Front man and founder of Guillemots, and the man with what is officially the coolest name in the world - Fyfe Dangerfield - phoned in to have a chat to Undercover’s Tim Cashmere about the record.
Guillemots have been causing a stir over in the U.K. with their beautiful soaring indie pop. Their songs are easy to sing along to but on closer inspection you’ll find a level of intricacy seldom found in pop music today.
“I think the thing that fed everything was the atmosphere,” Dangerfield said of their latest record ‘Walk the River’. “There was a real sense of what atmosphere we wanted the record to have, so I think that becomes the beacon for everything. The thing with this record, we wrote a lot. We had a year of meeting up and writing. I was writing songs.
“There was all kinds of stuff we could have done, but the songs that jumped out to us were the ones that were quite sprawling and vast. We just kept hearing big expanses in the songs and this is a sense of being a bit lost and trying to find something.“
While you can listen to some artists purely for the music, and others purely for the lyrics, Guillemots manage to excel in both fields, although Fyfe claims the lyrics aren’t as thought out as they might seem.
“I find it quite easy [to convey a feeling]. You work instinctively and if something feels a certain way, I know what the feeling was when I first wrote a song or when we first wrote it as a band. Generally everything passed by without trying to keep that feeling. I think that’s what the song is. A feeling that can last for half a second. It’s just stretching that out to last a few minutes.

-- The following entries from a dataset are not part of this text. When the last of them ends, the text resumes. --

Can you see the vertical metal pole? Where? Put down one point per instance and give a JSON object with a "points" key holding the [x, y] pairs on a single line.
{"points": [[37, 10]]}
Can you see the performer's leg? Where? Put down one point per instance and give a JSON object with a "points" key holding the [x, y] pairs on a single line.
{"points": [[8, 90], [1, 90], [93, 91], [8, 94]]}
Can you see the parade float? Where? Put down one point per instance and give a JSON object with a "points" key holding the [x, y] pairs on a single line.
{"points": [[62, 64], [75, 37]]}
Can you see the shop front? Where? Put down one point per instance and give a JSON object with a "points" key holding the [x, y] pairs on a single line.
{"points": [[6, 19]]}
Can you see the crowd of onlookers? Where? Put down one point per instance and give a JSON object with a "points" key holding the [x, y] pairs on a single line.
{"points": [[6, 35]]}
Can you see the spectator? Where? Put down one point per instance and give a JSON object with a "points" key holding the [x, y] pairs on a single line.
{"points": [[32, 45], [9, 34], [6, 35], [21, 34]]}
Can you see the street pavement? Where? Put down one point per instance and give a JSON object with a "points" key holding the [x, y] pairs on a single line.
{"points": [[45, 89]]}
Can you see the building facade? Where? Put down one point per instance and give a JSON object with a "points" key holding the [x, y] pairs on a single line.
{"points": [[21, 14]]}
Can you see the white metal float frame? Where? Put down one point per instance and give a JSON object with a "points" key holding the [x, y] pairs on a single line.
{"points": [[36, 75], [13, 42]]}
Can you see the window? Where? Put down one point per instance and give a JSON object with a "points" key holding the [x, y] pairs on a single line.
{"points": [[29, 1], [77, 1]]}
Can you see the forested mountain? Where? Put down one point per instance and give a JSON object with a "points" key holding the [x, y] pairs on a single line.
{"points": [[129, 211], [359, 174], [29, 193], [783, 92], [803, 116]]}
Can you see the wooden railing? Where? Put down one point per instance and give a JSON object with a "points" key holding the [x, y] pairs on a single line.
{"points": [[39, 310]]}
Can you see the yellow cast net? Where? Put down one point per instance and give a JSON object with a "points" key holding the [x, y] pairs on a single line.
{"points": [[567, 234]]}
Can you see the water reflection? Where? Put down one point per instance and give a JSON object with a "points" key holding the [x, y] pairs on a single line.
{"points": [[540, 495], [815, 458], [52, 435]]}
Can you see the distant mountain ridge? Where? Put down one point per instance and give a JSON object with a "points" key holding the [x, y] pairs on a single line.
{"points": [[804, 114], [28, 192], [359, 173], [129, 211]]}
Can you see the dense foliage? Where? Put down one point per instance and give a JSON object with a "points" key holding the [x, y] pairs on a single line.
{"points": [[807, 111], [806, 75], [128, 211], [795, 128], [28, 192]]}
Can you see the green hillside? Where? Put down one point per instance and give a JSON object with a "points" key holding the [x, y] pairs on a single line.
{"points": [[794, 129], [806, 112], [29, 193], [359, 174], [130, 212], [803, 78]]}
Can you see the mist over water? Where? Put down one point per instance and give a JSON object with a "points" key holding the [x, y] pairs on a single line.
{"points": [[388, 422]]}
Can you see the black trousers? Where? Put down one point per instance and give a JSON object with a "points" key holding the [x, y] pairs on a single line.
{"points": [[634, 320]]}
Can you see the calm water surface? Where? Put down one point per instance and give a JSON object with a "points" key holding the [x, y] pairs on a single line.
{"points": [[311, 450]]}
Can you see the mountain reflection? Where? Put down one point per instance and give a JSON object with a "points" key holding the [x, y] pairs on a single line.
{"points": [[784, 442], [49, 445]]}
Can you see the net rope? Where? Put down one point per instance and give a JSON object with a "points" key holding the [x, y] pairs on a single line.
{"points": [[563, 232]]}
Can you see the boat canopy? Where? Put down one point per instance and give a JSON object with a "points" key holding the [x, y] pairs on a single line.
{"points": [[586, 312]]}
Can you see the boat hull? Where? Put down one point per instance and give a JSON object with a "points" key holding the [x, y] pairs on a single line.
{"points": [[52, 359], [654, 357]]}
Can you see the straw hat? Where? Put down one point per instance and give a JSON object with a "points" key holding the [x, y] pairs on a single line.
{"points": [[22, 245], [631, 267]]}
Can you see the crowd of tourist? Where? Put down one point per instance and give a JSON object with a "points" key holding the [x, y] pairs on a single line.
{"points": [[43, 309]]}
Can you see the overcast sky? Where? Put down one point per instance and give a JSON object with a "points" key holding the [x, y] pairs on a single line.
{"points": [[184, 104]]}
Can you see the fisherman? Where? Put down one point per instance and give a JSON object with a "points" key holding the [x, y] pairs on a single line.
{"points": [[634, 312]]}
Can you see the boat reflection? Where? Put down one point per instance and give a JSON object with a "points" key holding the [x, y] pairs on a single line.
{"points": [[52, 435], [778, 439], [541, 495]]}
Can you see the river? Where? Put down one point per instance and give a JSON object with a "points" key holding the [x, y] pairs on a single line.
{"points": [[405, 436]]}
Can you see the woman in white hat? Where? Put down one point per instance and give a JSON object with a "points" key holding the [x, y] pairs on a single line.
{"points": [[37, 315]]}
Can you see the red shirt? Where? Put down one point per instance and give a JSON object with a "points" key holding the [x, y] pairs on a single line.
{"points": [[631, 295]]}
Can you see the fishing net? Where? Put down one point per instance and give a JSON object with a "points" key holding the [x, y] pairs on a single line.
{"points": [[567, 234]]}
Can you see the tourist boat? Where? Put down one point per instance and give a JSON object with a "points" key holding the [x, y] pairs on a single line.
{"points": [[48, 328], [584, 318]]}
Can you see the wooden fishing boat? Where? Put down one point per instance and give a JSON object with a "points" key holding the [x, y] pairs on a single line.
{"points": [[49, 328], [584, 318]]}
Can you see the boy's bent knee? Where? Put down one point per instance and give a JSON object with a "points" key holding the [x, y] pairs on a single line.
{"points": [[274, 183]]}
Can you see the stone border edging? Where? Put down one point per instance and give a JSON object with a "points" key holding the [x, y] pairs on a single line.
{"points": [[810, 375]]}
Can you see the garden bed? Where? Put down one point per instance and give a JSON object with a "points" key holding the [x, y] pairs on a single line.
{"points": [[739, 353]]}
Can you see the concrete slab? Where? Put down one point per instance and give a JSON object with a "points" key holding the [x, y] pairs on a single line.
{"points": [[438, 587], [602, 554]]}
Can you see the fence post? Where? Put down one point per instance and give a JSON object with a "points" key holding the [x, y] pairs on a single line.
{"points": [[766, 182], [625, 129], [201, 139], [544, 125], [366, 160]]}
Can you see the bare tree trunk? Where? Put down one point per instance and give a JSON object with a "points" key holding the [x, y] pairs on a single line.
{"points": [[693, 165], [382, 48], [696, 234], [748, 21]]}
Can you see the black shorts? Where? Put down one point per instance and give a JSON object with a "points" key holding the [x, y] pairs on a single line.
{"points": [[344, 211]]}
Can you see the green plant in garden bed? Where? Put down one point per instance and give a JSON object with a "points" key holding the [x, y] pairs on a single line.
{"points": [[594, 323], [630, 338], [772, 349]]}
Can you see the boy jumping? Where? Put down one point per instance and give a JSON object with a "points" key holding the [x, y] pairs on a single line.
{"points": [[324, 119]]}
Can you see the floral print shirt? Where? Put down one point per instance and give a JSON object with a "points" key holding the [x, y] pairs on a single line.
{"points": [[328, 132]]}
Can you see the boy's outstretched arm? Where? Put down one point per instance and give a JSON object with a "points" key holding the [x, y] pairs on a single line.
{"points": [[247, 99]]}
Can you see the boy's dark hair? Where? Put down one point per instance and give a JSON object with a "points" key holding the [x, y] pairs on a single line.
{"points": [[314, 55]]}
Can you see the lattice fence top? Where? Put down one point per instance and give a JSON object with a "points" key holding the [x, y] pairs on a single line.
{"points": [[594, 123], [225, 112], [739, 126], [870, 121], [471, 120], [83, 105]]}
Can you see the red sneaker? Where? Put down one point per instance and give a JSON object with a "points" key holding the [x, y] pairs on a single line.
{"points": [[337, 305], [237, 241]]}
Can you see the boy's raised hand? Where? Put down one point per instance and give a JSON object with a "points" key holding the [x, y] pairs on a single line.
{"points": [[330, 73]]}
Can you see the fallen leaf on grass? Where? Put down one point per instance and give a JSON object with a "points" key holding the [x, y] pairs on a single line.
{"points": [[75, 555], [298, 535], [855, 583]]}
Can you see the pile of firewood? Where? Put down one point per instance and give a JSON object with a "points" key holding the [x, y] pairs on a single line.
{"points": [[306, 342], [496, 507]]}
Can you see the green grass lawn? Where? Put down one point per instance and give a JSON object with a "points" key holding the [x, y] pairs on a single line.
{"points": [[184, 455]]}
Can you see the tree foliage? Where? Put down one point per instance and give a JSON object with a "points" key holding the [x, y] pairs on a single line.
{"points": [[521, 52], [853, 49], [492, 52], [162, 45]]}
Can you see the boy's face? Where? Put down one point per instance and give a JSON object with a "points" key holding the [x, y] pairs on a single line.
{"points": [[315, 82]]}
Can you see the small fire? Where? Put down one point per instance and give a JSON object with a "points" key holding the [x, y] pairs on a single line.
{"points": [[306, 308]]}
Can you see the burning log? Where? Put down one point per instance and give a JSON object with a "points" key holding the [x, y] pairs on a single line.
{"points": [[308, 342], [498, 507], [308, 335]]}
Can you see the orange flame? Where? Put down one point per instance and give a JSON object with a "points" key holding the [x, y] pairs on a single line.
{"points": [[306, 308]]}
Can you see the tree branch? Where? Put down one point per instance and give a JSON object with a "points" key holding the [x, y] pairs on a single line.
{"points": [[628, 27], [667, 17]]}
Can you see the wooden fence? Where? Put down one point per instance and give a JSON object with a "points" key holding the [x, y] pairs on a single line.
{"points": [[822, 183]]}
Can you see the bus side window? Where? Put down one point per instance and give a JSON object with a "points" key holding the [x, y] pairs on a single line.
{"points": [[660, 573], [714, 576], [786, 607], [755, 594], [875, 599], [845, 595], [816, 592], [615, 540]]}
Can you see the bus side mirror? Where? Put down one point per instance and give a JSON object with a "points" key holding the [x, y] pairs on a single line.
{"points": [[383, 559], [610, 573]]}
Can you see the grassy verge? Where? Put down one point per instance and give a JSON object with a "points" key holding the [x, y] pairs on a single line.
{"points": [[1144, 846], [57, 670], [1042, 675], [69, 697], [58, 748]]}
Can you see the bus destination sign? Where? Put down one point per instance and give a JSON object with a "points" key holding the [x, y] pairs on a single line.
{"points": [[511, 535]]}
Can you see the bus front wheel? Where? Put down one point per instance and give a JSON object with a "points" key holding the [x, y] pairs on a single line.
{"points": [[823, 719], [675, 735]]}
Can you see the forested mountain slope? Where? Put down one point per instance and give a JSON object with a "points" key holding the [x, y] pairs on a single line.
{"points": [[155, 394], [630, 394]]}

“You don’t generally go through life constantly feeling high end emotions at all times, that’s impossible, but I think songwriting brings out those moments. It’s just about making sure that feeling is there. It’s not like I have to be understanding literally every word that I’m singing, [the lyrics are] just another part of the music.”
That’s not to say the band’s songs are purely pot luck. I brought up the song ‘I Don’t Feel Amazing Now’, referring to its bleak lyrics and uplifting melody.
“It’s something that we’ve done quite a lot. You often marry bleak lyrics to really uplifting music, or vice-versa. I don’t feel like we’ve ever done much stuff without hope I think. You can sing about being down, but there’s an inherent hope in singing about it that you want to get out of that situation. It kind of makes sense that the music is like an island stretching out for help. I don’t want people to listen to us feeling depressed.”
So when do Australian fans get to see what these guys are all about on stage?
“I don’t know,” he admitted. “We’re trying to sort out a visit hopefully by the end of the year, but I don’t know yet. I definitely hope so. I’ve always wanted to go out there and we’ve never managed to get it together yet, so I do hope it will happen."
The Guillemot’s third album ‘Walk The River’ is available now.